Re: [PATCH 2/2] drm/amdkfd: change svm range evict

Felix Kuehling <felix.kuehling@xxxxxxx> · Thu, 30 Jun 2022 12:09:00 -0400

On 2022-06-30 11:19, Eric Huang wrote:

On 2022-06-29 19:29, Felix Kuehling wrote:
On 2022-06-29 18:53, Eric Huang wrote:


On 2022-06-29 18:20, Felix Kuehling wrote:
On 2022-06-28 17:43, Eric Huang wrote:
Two changes:
1. reducing unnecessary evict/unmap when range is not mapped to gpu.
2. adding always evict when flags is set to always_mapped.

Signed-off-by: Eric Huang <jinhuieric.huang@xxxxxxx>
---
  drivers/gpu/drm/amd/amdkfd/kfd_svm.c | 10 ++++++++--
  1 file changed, 8 insertions(+), 2 deletions(-)

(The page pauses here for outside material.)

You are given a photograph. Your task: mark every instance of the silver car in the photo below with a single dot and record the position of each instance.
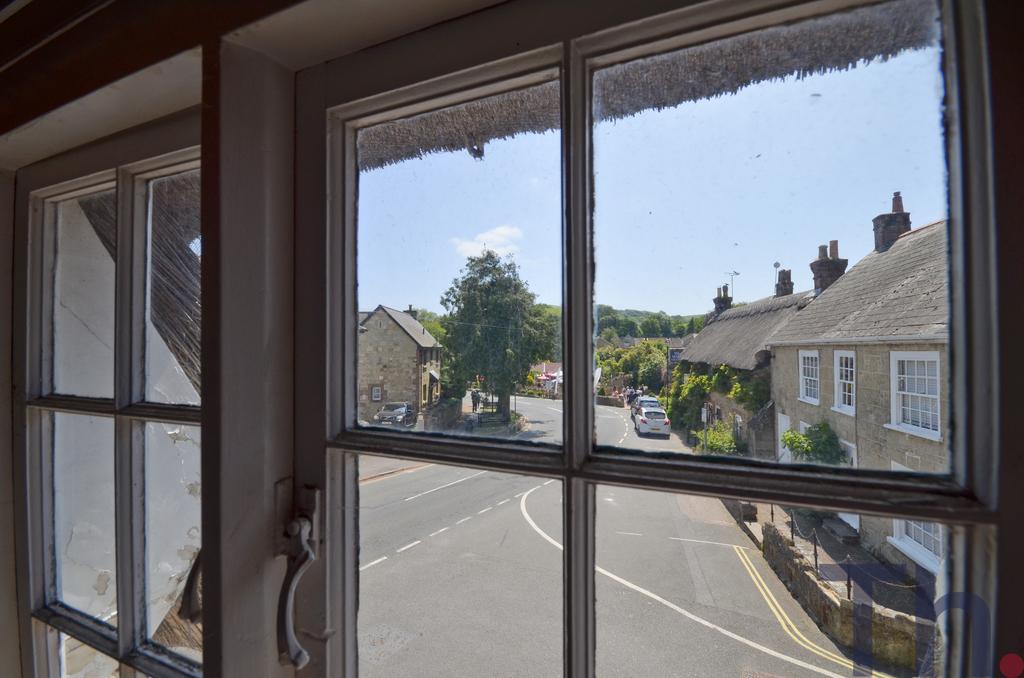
(651, 420)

diff --git a/drivers/gpu/drm/amd/amdkfd/kfd_svm.c 
b/drivers/gpu/drm/amd/amdkfd/kfd_svm.c
index 4bf2f75f853b..76e817687ef9 100644
--- a/drivers/gpu/drm/amd/amdkfd/kfd_svm.c
+++ b/drivers/gpu/drm/amd/amdkfd/kfd_svm.c
@@ -1767,12 +1767,16 @@ svm_range_evict(struct svm_range *prange, 
struct mm_struct *mm,
      struct kfd_process *p;
      int r = 0;
  +    if (!prange->mapped_to_gpu)
+        return 0;

This feels like an unrelated optimization that should be in a 
separate patch.

But I'm not sure this is correct, because it doesn't consider child 
ranges. svm_range_unmap_from_gpus already contains this check, so 
ranges should not be unmapped unnecessarily either way. Is there 
any other benefit to this change that I'm missing?
I will send another patch separately that considers child ranges.

I think this should only be done in the XNACK-off case. For XNACK-on 
it's already handled in the svm_range_unmap_from_gpus.
Yes and It is also done when KFD_IOCTL_SVM_FLAG_GPU_ALWAYS_MAPPED is set.


The benefit is it will reduce unnecessary queue evicts when 
allocating context save memory, which is unmapped to gpu.

That sounds wrong. The context save area should never be unmapped 
from GPU. That's the whole point of setting the 
KFD_IOCTL_SVM_FLAG_GPU_ALWAYS_MAPPED flag. I guess this is happening 
while migrating the context save area to VRAM for the first time, 
even before it's mapped to GPU?
Yes. It is for the first time when registering svm range and migrating 
to VRAM are doing together, at this moment, the range is not mapped to 
GPU.

I think there may be another eviction, when the CWSR header is 
initialized by the CPU. That would also migrate it back to system 
memory. To avoid that, you should probably register the context save 
area only after the header has been initialized.
Yes. I am using this way. Please look at patch 4/4.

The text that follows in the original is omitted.